I’ve written quite a bit over the last week about obstructions, obstacles and distractions but it occurs to me that, oftentimes, the biggest distraction of all is…
There’s a cliche; “I am my own worse enemy.” And while I don’t think that’s totally true, I do have a tendency to sabotage and undermine my best efforts by my actions and attitudes.
Exactly how do I serve as my own distraction?
Here’s my list. My bet is that you have one similar…
- I focus on the wrong things. I major on the minors and minor on the majors. Not all the time but enough so it makes a difference. I’m sure you can relate. Getting upset because of traffic that will make me late…to the mall or to the grocery store. Or weak wifi or non-existent Internet that makes it difficult and inconvenient to…check my Facebook. Isn’t that precious? While I’m freaking out about the minor stuff of life, other areas, very important areas like my valuable relationships or daily disciplines are easily overlooked and go neglected. It’s time to remember my priorities and make sure my attention, my time and my money reflect those things I deem most important.
- I focus too much on what I don’t have. I have been given so much in my life. I am the beneficiary of so much that for me to complain and grumble is childish. Shame on me. The life I’m enjoying, the things I own are all the result of the matchless grace of God and I’m grateful. It’s undeserved. No man could ask for more. I certainly shouldn’t.
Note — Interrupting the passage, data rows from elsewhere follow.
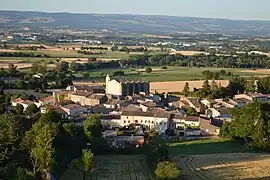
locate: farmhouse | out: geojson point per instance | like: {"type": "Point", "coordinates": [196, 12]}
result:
{"type": "Point", "coordinates": [152, 119]}
{"type": "Point", "coordinates": [73, 110]}
{"type": "Point", "coordinates": [87, 98]}
{"type": "Point", "coordinates": [253, 97]}
{"type": "Point", "coordinates": [111, 121]}
{"type": "Point", "coordinates": [191, 102]}
{"type": "Point", "coordinates": [50, 100]}
{"type": "Point", "coordinates": [92, 89]}
{"type": "Point", "coordinates": [24, 103]}
{"type": "Point", "coordinates": [121, 88]}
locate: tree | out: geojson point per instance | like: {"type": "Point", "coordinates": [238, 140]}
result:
{"type": "Point", "coordinates": [186, 89]}
{"type": "Point", "coordinates": [85, 164]}
{"type": "Point", "coordinates": [62, 66]}
{"type": "Point", "coordinates": [8, 138]}
{"type": "Point", "coordinates": [42, 153]}
{"type": "Point", "coordinates": [206, 87]}
{"type": "Point", "coordinates": [38, 143]}
{"type": "Point", "coordinates": [237, 85]}
{"type": "Point", "coordinates": [20, 84]}
{"type": "Point", "coordinates": [208, 75]}
{"type": "Point", "coordinates": [148, 70]}
{"type": "Point", "coordinates": [214, 86]}
{"type": "Point", "coordinates": [250, 86]}
{"type": "Point", "coordinates": [264, 85]}
{"type": "Point", "coordinates": [93, 127]}
{"type": "Point", "coordinates": [192, 112]}
{"type": "Point", "coordinates": [19, 109]}
{"type": "Point", "coordinates": [167, 170]}
{"type": "Point", "coordinates": [31, 109]}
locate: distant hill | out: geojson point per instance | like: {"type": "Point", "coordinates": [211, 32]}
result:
{"type": "Point", "coordinates": [164, 25]}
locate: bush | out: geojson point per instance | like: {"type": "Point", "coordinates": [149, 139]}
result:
{"type": "Point", "coordinates": [164, 67]}
{"type": "Point", "coordinates": [167, 170]}
{"type": "Point", "coordinates": [148, 70]}
{"type": "Point", "coordinates": [118, 73]}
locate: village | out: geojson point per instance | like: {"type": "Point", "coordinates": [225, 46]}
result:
{"type": "Point", "coordinates": [128, 106]}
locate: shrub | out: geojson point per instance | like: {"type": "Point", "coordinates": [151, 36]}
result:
{"type": "Point", "coordinates": [167, 170]}
{"type": "Point", "coordinates": [148, 70]}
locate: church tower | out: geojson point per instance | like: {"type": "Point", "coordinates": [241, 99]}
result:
{"type": "Point", "coordinates": [108, 79]}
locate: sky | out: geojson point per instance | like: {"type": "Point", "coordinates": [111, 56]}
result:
{"type": "Point", "coordinates": [231, 9]}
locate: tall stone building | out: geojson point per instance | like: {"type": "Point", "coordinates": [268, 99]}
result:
{"type": "Point", "coordinates": [125, 88]}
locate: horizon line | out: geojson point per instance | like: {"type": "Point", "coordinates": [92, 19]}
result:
{"type": "Point", "coordinates": [134, 14]}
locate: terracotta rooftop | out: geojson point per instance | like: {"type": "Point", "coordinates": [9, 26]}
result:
{"type": "Point", "coordinates": [96, 96]}
{"type": "Point", "coordinates": [82, 93]}
{"type": "Point", "coordinates": [28, 102]}
{"type": "Point", "coordinates": [18, 100]}
{"type": "Point", "coordinates": [71, 106]}
{"type": "Point", "coordinates": [159, 114]}
{"type": "Point", "coordinates": [192, 118]}
{"type": "Point", "coordinates": [46, 98]}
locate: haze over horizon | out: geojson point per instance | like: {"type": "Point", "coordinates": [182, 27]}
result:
{"type": "Point", "coordinates": [229, 9]}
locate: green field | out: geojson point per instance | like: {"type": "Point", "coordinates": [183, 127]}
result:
{"type": "Point", "coordinates": [207, 146]}
{"type": "Point", "coordinates": [74, 54]}
{"type": "Point", "coordinates": [118, 167]}
{"type": "Point", "coordinates": [170, 74]}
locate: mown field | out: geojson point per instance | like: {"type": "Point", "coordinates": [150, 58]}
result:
{"type": "Point", "coordinates": [222, 159]}
{"type": "Point", "coordinates": [118, 167]}
{"type": "Point", "coordinates": [169, 74]}
{"type": "Point", "coordinates": [207, 146]}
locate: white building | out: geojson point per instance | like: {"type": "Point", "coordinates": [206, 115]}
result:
{"type": "Point", "coordinates": [159, 120]}
{"type": "Point", "coordinates": [125, 88]}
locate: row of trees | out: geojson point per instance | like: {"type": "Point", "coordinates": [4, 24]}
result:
{"type": "Point", "coordinates": [94, 48]}
{"type": "Point", "coordinates": [237, 85]}
{"type": "Point", "coordinates": [201, 60]}
{"type": "Point", "coordinates": [254, 128]}
{"type": "Point", "coordinates": [88, 52]}
{"type": "Point", "coordinates": [34, 146]}
{"type": "Point", "coordinates": [22, 54]}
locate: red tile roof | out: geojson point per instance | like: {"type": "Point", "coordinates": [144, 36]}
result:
{"type": "Point", "coordinates": [46, 98]}
{"type": "Point", "coordinates": [18, 100]}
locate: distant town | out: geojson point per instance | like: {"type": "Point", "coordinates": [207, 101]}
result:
{"type": "Point", "coordinates": [92, 101]}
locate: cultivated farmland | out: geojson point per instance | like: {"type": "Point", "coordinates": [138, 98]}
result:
{"type": "Point", "coordinates": [231, 166]}
{"type": "Point", "coordinates": [221, 159]}
{"type": "Point", "coordinates": [117, 167]}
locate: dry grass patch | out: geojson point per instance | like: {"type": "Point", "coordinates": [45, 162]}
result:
{"type": "Point", "coordinates": [178, 86]}
{"type": "Point", "coordinates": [257, 71]}
{"type": "Point", "coordinates": [20, 65]}
{"type": "Point", "coordinates": [227, 166]}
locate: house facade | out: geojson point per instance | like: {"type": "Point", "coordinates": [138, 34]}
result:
{"type": "Point", "coordinates": [125, 88]}
{"type": "Point", "coordinates": [153, 120]}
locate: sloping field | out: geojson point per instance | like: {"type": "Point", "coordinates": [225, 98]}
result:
{"type": "Point", "coordinates": [188, 53]}
{"type": "Point", "coordinates": [232, 166]}
{"type": "Point", "coordinates": [19, 64]}
{"type": "Point", "coordinates": [178, 86]}
{"type": "Point", "coordinates": [258, 71]}
{"type": "Point", "coordinates": [116, 167]}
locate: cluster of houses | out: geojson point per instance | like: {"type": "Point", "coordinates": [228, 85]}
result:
{"type": "Point", "coordinates": [122, 103]}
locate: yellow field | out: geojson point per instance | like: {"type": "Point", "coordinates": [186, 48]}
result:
{"type": "Point", "coordinates": [232, 166]}
{"type": "Point", "coordinates": [178, 86]}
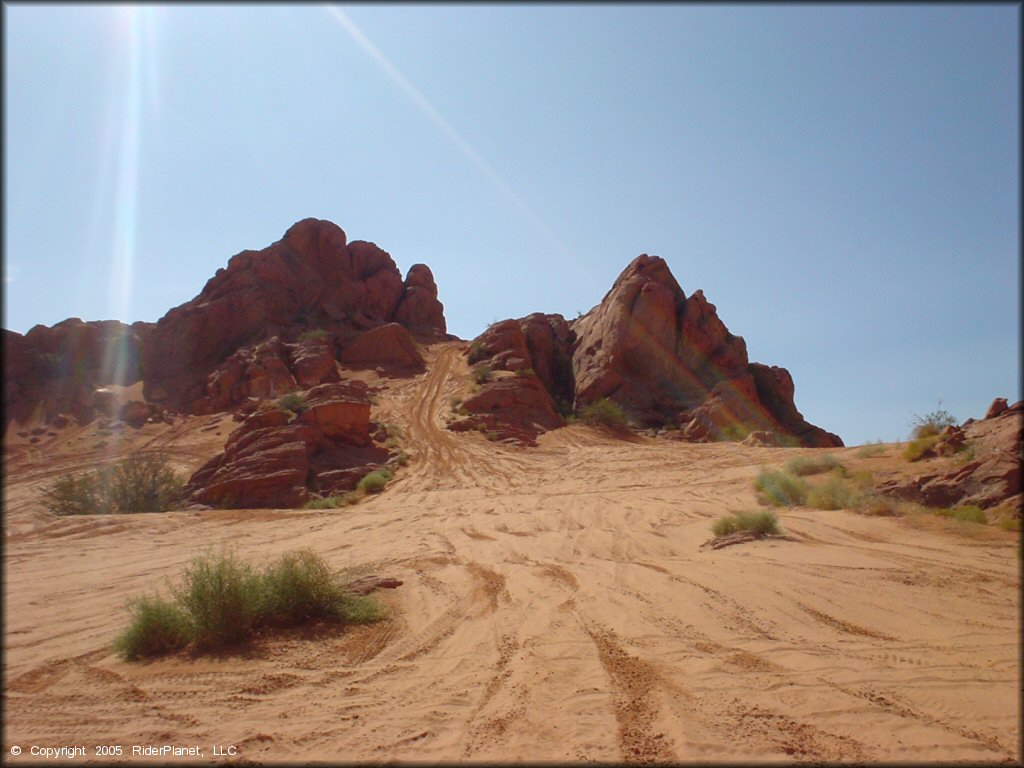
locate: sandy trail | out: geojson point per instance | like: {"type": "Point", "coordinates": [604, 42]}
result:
{"type": "Point", "coordinates": [556, 606]}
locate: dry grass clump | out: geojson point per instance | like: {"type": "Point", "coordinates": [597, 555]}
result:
{"type": "Point", "coordinates": [143, 482]}
{"type": "Point", "coordinates": [223, 601]}
{"type": "Point", "coordinates": [871, 450]}
{"type": "Point", "coordinates": [763, 521]}
{"type": "Point", "coordinates": [604, 413]}
{"type": "Point", "coordinates": [780, 488]}
{"type": "Point", "coordinates": [918, 448]}
{"type": "Point", "coordinates": [835, 493]}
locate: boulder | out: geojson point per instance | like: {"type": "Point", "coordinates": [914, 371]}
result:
{"type": "Point", "coordinates": [990, 478]}
{"type": "Point", "coordinates": [419, 309]}
{"type": "Point", "coordinates": [658, 353]}
{"type": "Point", "coordinates": [276, 458]}
{"type": "Point", "coordinates": [390, 347]}
{"type": "Point", "coordinates": [311, 279]}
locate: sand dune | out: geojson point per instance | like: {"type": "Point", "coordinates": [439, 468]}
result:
{"type": "Point", "coordinates": [557, 605]}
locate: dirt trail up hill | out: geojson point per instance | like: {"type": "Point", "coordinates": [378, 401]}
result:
{"type": "Point", "coordinates": [556, 606]}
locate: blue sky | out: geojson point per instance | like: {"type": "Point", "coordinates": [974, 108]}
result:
{"type": "Point", "coordinates": [842, 181]}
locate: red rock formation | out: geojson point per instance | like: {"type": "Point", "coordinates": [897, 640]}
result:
{"type": "Point", "coordinates": [419, 309]}
{"type": "Point", "coordinates": [57, 370]}
{"type": "Point", "coordinates": [390, 346]}
{"type": "Point", "coordinates": [275, 458]}
{"type": "Point", "coordinates": [310, 279]}
{"type": "Point", "coordinates": [539, 349]}
{"type": "Point", "coordinates": [665, 357]}
{"type": "Point", "coordinates": [991, 478]}
{"type": "Point", "coordinates": [516, 408]}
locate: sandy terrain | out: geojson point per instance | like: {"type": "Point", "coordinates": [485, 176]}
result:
{"type": "Point", "coordinates": [557, 606]}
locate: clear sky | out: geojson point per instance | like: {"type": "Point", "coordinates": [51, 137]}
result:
{"type": "Point", "coordinates": [843, 181]}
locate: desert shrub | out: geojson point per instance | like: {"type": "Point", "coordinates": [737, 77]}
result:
{"type": "Point", "coordinates": [374, 482]}
{"type": "Point", "coordinates": [604, 413]}
{"type": "Point", "coordinates": [780, 488]}
{"type": "Point", "coordinates": [293, 402]}
{"type": "Point", "coordinates": [871, 450]}
{"type": "Point", "coordinates": [158, 627]}
{"type": "Point", "coordinates": [877, 505]}
{"type": "Point", "coordinates": [332, 502]}
{"type": "Point", "coordinates": [222, 597]}
{"type": "Point", "coordinates": [762, 521]}
{"type": "Point", "coordinates": [299, 587]}
{"type": "Point", "coordinates": [222, 601]}
{"type": "Point", "coordinates": [833, 494]}
{"type": "Point", "coordinates": [477, 351]}
{"type": "Point", "coordinates": [931, 423]}
{"type": "Point", "coordinates": [144, 482]}
{"type": "Point", "coordinates": [967, 513]}
{"type": "Point", "coordinates": [482, 374]}
{"type": "Point", "coordinates": [316, 333]}
{"type": "Point", "coordinates": [919, 448]}
{"type": "Point", "coordinates": [812, 465]}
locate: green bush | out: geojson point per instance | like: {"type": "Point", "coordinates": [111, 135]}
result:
{"type": "Point", "coordinates": [333, 502]}
{"type": "Point", "coordinates": [482, 374]}
{"type": "Point", "coordinates": [604, 413]}
{"type": "Point", "coordinates": [967, 513]}
{"type": "Point", "coordinates": [812, 465]}
{"type": "Point", "coordinates": [158, 627]}
{"type": "Point", "coordinates": [932, 423]}
{"type": "Point", "coordinates": [871, 450]}
{"type": "Point", "coordinates": [833, 494]}
{"type": "Point", "coordinates": [374, 482]}
{"type": "Point", "coordinates": [919, 448]}
{"type": "Point", "coordinates": [293, 402]}
{"type": "Point", "coordinates": [762, 521]}
{"type": "Point", "coordinates": [780, 488]}
{"type": "Point", "coordinates": [222, 602]}
{"type": "Point", "coordinates": [222, 597]}
{"type": "Point", "coordinates": [144, 482]}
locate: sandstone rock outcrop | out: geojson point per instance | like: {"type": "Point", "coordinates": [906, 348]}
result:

- I spend valuable time and effort trying to control outcomes. Of course control is usually damage control because of some underlying fear. We believe in the myth that the things, people, relationships, circumstances that we can control can’t hurt us. In my case, fear drives me to clutch and grab and hold on to whatever I can. Instead of letting go and surrendering control, I work hard to manipulate circumstances to my benefit. My pathetic attempt to do what only God can do yields only heartache. Read and obey the bumper sticker, “Let go and Let God.”
- I get too caught up in the emotion of the moment. My dad used to warn against highs that were too high and lows that were too low. Circumstances will always be there to tug you in one direction or the other. Dad’s encouragement was to find the joy in it all. The ups and downs are a blast on the roller coaster but it’s no way to live your life. It’s time to find the even keel.
- I allow myself to slip too easily into the center of my world. When I believe things revolve around me and my feelings I can become a very prideful, demanding and unreasonable man. The stench of selfishness goes before the immature. Lord help me grow up.
I distract. I sabotage. I am weak. Obviously if it’s up to me and me alone it, no matter what “it” is, will utterly fail.
It’s time for maturity. It’s time for humility. It’s time to take my hands off, step out of the way and allow God to be God.
No more time for distraction.
How about you? In what ways are you a distraction?